Multireader study and statistical analysis

CT scans from 19 subjects (12 diseased, 7 healthy) were considered for this single-blinded study. Three board-certified radiologists and an in-training radiologist, respectively with 15 (D.P.), 11 (A.S.), 10 (F.M.), and 5 (D.S.) years of experience in chest radiology, participated in the study. Using the full-view images, D.P. selected a representative slice per subject and marked the ground truth lung nodule segmentation (\(1.11 \left[0.91, 1.31\right] {\text{cm}}\) diameter given as mean with 95% confidence interval) for the diseased subjects. All nodules were confirmed metastases by biopsy, patient history, and follow-up procedures.

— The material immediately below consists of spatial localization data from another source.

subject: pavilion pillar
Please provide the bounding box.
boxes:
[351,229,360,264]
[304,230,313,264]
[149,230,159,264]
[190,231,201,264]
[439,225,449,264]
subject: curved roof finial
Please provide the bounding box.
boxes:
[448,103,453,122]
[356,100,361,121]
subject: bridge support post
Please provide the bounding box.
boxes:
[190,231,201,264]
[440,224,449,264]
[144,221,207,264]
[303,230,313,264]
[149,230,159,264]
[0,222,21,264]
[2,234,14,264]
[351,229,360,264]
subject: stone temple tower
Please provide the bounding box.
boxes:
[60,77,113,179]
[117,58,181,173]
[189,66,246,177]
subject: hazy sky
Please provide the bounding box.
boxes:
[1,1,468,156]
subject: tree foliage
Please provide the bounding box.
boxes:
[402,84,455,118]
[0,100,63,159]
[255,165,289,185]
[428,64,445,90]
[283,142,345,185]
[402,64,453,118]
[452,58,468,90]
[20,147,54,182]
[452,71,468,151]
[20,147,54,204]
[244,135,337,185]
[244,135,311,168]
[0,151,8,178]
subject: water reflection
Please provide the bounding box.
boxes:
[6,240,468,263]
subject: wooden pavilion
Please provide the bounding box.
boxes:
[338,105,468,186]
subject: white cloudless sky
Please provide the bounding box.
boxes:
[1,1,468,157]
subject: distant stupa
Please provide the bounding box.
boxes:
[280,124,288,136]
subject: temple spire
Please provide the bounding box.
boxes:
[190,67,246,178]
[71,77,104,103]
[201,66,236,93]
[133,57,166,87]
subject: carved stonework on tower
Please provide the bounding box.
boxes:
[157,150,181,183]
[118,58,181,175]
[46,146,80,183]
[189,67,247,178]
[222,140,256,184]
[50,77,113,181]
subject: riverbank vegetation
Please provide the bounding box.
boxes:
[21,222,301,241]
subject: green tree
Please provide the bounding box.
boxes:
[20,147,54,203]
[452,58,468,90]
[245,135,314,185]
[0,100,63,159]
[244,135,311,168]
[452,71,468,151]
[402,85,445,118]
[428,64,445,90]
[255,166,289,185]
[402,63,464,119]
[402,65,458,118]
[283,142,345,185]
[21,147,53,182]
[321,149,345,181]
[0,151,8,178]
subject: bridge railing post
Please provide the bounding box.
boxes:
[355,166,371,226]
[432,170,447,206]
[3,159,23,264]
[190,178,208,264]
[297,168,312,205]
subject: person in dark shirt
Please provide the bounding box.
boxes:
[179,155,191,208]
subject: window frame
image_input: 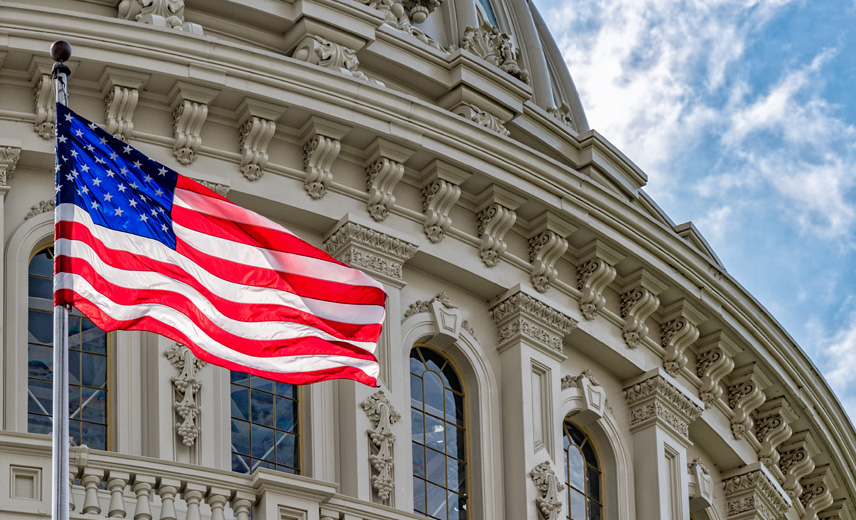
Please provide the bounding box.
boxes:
[563,420,604,520]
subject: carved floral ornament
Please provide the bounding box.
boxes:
[324,220,418,285]
[489,291,576,357]
[405,292,477,340]
[460,21,530,84]
[356,0,444,50]
[623,374,703,441]
[722,466,791,520]
[530,462,564,520]
[165,343,206,447]
[361,391,401,503]
[118,0,203,34]
[0,146,21,187]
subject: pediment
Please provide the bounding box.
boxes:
[674,221,724,268]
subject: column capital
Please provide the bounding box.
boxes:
[0,144,21,196]
[722,462,791,520]
[622,370,703,444]
[489,285,577,360]
[324,215,418,288]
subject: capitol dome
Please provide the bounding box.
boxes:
[0,0,853,520]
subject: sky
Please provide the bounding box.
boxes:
[530,0,856,421]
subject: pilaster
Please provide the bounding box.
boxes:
[527,211,576,293]
[419,160,471,243]
[722,462,792,520]
[474,184,526,267]
[363,138,414,221]
[660,299,706,377]
[575,239,622,320]
[489,286,576,520]
[300,116,350,199]
[619,267,668,348]
[623,369,704,520]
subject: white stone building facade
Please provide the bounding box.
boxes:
[0,1,854,519]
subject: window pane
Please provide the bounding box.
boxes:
[275,382,295,399]
[275,432,298,468]
[82,422,107,450]
[587,467,601,502]
[447,458,465,493]
[588,503,602,520]
[232,453,251,474]
[413,445,426,478]
[426,482,447,520]
[28,379,52,415]
[81,388,107,423]
[412,409,425,445]
[231,419,250,455]
[570,489,586,520]
[231,371,249,386]
[28,413,52,435]
[251,424,275,461]
[567,422,586,447]
[275,396,297,432]
[81,353,107,388]
[446,424,465,461]
[68,350,81,386]
[231,386,249,421]
[425,415,445,452]
[424,372,445,418]
[445,390,464,425]
[567,447,585,491]
[448,492,467,520]
[28,275,53,301]
[250,389,275,427]
[412,374,424,407]
[250,375,274,393]
[426,448,446,486]
[413,477,426,513]
[28,344,53,379]
[29,250,53,276]
[28,309,53,344]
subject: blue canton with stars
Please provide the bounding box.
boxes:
[56,103,179,249]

The sparse-view images reconstructed from 16, 32, 64, 128, and 256 views and postprocessed by the U-Net were presented to the other three radiologists, resulting in a total of 190 evaluated images per reader.

Full-view and all sparse-view images of an exemplary slice are shown in Fig. 2. Slices reconstructed and postprocessed using 512 views were excluded from the study as D.P. determined that even without any postprocessing, they are of comparable quality to the full-view images.

Fig. 2
figure 2

An example computed tomography (CT) image reconstructed with full-view and sparse-view projections, with and without postprocessing by the dual-frame U-Net. The image on the left demonstrates the ground truth full-view image without postprocessing. The top row shows the CT image reconstructed with different sparse-view projections without postprocessing. The bottom row depicts the respective sparse-view images postprocessed by the U-Net model for each projection view. The region of interest (blue box) shows the metastasis (highlighted by the yellow arrow). All images are clipped to the lung window and include an iodined contrast medium. Scale bar in the full-view image = 5 cm

Readers were asked to independently annotate each slice using our in-house tool by rating every image on quality, the confidence of diagnosis, and the severity of artifacts present in the image according to pre-defined labels in Tables 2 and 3. Furthermore, the radiologists were asked to independently segment perceived suspect pulmonary nodules. Sensitivity, specificity, F1 score, and the negative predictive value, were considered to compare the diagnostic reliability of images for different views [24]. For all true positive cases, the segmentation overlaps were calculated with the Dice similarity coefficient (DSC) [25, 26]. In case of no overlap, or if one of the segmentations was empty, the resulting DSC was zero.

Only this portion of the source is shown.